- Asphalt Church of Christ
- Asphalt Location within the state of Kentucky Asphalt Asphalt (the United States)
- Coordinates: 37°11′27″N 86°21′0″W﻿ / ﻿37.19083°N 86.35000°W
- Country: United States
- State: Kentucky
- County: Edmonson
- Elevation: 656 ft (200 m)
- Time zone: UTC-6 (Central (CST))
- • Summer (DST): UTC-5 (CST)
- Area codes: 270 and 364
- GNIS feature ID: 507422

= Asphalt, Kentucky =

Unincorporated community in Kentucky, United States

Asphalt is an unincorporated community located in Edmonson County, Kentucky, United States.

==Geography==
Asphalt is located about 5 mi west of Brownsville, the county seat of Edmonson County. In terms of transportation, it is served by Kentucky Route 655 (Segal Road) off of KY 70. The community is 2.5 mi southwest of KY 655's intersection with KY 70 at Windyville.

==Sites of interest==
The Mathias Willis Store House is located near Asphalt at the end of Salvage Road (formerly Cummins Road). It was a mid-19th century store building that served customers traveling along the Green River, which flows just south of the community. In 1987, the store house was listed in the National Register of Historic Places.

===Churches===
Asphalt is the home to the Asphalt Church of Christ (formerly New Liberty Church), one of Edmonson County's several places of worship. Prior to the COVID-19 pandemic, the congregation's Gospel Meetings, or revivals, were usually held in mid- to late-June. In the week of June 7–10, 2015, the Asphalt Church celebrated their 140th anniversary. The church was believed to be established in 1875. According to the previous week's edition of the Edmonson News and a few congregational members of the church, the original church building was burned down sometime in 1951 due to a faulty wiring. The church received its current name after being rebuilt at its current location in 1952. The church originally stood at the current location of the New Liberty Cemetery. In spite of the church's name change, Edmonson County road maps dating as late as 1977, as well as online mapping platforms such as Google Maps, still list it as the New Liberty Church.

==Education==
Students in Asphalt attend Edmonson County Schools, including the Edmonson County High School, in Brownsville.
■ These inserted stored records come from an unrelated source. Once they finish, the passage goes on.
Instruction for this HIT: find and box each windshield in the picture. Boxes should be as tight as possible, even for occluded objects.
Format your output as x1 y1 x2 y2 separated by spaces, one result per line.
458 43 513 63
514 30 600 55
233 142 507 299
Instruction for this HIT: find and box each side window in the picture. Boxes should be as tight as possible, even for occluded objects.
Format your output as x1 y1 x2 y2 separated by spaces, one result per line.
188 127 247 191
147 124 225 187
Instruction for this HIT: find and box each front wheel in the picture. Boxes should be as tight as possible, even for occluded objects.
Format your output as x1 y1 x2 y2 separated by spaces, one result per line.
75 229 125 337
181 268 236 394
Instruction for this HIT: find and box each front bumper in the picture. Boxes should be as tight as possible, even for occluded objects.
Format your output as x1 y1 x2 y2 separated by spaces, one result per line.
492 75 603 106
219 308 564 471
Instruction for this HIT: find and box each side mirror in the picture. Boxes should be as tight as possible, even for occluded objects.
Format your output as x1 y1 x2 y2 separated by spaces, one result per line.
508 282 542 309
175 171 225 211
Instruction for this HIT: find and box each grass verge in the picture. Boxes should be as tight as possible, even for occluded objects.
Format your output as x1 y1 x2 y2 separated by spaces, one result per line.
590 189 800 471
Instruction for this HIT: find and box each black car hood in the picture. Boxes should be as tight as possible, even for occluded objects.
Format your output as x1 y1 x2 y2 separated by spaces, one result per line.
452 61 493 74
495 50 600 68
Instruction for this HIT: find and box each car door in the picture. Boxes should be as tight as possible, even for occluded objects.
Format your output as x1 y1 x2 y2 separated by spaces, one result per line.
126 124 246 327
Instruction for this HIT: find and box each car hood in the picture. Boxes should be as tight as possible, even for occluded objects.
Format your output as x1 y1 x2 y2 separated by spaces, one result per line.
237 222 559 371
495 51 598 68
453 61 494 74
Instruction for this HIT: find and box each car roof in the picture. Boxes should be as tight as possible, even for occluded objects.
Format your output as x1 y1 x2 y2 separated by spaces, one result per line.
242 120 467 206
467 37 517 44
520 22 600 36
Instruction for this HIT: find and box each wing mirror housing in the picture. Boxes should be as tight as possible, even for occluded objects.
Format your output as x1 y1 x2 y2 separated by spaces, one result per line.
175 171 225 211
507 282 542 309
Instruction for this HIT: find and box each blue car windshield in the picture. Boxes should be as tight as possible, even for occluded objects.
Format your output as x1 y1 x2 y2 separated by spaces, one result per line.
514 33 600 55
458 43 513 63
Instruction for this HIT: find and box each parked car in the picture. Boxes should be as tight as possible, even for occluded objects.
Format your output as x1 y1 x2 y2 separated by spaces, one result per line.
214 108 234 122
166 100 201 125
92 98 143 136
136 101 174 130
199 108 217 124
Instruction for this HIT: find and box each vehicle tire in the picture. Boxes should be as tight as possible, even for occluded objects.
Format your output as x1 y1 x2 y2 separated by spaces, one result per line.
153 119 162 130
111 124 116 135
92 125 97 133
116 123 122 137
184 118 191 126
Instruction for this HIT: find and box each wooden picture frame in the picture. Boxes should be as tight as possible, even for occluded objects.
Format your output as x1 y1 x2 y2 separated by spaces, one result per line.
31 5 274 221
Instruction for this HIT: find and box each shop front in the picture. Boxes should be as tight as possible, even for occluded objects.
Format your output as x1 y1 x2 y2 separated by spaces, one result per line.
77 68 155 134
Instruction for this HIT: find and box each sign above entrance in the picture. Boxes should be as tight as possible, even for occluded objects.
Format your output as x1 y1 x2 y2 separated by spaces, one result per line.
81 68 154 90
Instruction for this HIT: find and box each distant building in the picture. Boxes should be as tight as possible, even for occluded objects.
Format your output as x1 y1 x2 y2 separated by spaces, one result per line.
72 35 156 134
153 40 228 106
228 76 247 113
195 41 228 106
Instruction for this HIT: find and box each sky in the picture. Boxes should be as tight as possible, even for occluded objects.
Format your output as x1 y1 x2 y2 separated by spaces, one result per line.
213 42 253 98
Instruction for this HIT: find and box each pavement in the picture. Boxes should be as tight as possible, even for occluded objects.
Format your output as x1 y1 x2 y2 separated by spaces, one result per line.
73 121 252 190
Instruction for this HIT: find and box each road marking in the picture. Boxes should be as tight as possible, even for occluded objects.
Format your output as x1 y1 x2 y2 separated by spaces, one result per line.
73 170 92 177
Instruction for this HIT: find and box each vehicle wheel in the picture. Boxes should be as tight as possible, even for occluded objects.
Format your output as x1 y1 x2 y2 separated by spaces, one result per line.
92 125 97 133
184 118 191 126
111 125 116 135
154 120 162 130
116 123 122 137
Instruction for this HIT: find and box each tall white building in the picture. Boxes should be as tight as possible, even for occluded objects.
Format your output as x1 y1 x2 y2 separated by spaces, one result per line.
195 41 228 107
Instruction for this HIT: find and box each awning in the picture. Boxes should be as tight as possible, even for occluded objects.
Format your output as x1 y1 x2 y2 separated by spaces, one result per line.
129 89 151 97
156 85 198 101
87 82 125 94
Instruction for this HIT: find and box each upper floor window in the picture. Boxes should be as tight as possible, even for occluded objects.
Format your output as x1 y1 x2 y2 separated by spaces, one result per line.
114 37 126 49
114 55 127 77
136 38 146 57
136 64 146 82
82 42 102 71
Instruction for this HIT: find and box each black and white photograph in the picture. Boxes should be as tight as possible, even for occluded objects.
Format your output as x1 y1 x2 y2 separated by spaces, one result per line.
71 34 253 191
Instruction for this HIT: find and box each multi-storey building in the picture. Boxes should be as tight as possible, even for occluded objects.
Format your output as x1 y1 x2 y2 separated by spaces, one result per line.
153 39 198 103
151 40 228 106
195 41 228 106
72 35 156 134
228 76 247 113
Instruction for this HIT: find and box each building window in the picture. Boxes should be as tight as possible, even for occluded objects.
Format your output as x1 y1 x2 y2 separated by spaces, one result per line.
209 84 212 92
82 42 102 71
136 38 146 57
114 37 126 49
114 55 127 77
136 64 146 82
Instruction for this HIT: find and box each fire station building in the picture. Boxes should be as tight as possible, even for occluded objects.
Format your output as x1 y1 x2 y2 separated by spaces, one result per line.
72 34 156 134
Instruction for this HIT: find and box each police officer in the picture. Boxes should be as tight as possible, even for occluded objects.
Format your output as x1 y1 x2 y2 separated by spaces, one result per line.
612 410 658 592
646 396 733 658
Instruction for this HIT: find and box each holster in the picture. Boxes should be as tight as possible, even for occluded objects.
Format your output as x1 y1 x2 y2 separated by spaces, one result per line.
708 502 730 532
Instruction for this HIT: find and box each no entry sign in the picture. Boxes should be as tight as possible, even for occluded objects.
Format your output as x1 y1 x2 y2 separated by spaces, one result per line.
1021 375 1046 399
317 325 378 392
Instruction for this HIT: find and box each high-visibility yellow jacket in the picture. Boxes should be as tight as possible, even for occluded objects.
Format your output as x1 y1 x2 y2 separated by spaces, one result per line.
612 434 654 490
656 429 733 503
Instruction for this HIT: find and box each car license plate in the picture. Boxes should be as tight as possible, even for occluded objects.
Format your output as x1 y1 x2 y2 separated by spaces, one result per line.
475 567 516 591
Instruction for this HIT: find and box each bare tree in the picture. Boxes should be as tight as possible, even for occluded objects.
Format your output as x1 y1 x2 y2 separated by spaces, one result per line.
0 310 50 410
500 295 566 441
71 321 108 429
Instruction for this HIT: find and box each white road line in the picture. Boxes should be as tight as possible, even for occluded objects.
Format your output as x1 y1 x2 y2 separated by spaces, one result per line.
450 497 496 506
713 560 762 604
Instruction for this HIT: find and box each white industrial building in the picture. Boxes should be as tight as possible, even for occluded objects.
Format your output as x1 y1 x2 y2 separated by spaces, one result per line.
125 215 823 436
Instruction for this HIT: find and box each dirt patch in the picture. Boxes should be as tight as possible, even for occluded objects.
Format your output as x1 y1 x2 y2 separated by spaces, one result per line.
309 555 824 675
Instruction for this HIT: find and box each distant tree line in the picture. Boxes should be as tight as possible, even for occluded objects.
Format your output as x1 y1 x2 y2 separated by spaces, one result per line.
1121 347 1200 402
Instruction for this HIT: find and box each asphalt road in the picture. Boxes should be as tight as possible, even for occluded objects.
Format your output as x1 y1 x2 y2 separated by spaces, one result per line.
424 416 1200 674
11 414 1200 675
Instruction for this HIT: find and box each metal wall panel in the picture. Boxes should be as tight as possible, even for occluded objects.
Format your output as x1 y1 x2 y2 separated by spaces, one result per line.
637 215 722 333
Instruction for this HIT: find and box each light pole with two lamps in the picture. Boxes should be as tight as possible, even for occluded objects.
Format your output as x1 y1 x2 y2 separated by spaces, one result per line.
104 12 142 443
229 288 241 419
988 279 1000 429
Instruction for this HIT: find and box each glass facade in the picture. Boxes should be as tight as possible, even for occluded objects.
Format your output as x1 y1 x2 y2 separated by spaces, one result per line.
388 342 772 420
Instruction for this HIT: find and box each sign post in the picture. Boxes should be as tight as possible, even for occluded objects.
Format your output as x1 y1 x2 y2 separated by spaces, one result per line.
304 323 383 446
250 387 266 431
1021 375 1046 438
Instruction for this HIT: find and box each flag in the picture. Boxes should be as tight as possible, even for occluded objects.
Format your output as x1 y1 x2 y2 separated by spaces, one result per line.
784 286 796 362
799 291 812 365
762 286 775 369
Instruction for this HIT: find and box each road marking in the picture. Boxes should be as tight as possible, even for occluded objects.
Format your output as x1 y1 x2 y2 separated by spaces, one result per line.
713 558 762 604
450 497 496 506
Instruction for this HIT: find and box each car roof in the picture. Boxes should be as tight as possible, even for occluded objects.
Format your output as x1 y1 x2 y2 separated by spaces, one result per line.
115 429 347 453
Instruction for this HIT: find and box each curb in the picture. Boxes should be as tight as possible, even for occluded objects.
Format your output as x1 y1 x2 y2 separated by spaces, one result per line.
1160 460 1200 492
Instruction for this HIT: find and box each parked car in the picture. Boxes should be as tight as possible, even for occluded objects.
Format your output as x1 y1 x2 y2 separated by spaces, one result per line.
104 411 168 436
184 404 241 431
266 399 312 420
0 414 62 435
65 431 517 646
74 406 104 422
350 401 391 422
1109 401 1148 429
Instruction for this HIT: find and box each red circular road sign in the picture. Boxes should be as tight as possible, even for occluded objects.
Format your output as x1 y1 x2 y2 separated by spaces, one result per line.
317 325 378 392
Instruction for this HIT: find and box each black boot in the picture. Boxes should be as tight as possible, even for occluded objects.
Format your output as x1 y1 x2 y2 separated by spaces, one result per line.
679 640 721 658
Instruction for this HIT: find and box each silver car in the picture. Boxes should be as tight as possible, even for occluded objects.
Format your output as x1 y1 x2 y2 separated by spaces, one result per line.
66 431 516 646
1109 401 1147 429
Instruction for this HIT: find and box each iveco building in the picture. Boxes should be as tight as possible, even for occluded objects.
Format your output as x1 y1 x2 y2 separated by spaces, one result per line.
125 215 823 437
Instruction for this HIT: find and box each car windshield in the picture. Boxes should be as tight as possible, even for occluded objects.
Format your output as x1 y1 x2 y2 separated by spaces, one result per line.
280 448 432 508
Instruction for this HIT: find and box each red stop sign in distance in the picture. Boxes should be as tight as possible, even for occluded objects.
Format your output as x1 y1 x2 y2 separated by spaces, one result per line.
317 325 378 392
At one time, Asphalt was served by their own secondary school; it was closed down prior to the consolidation of all of Edmonson County's high schools in other communities in 1959. The Asphalt School building is still standing even after being unused since the late 1950s, but not in the condition to be used.

==Postal service==
Asphalt does not currently have a post office, so 42210, Brownsville's zip code is used. The Asphalt post office originally operated until its closing in 1958. The closing of the post office predated the introduction of the zip code system by several years.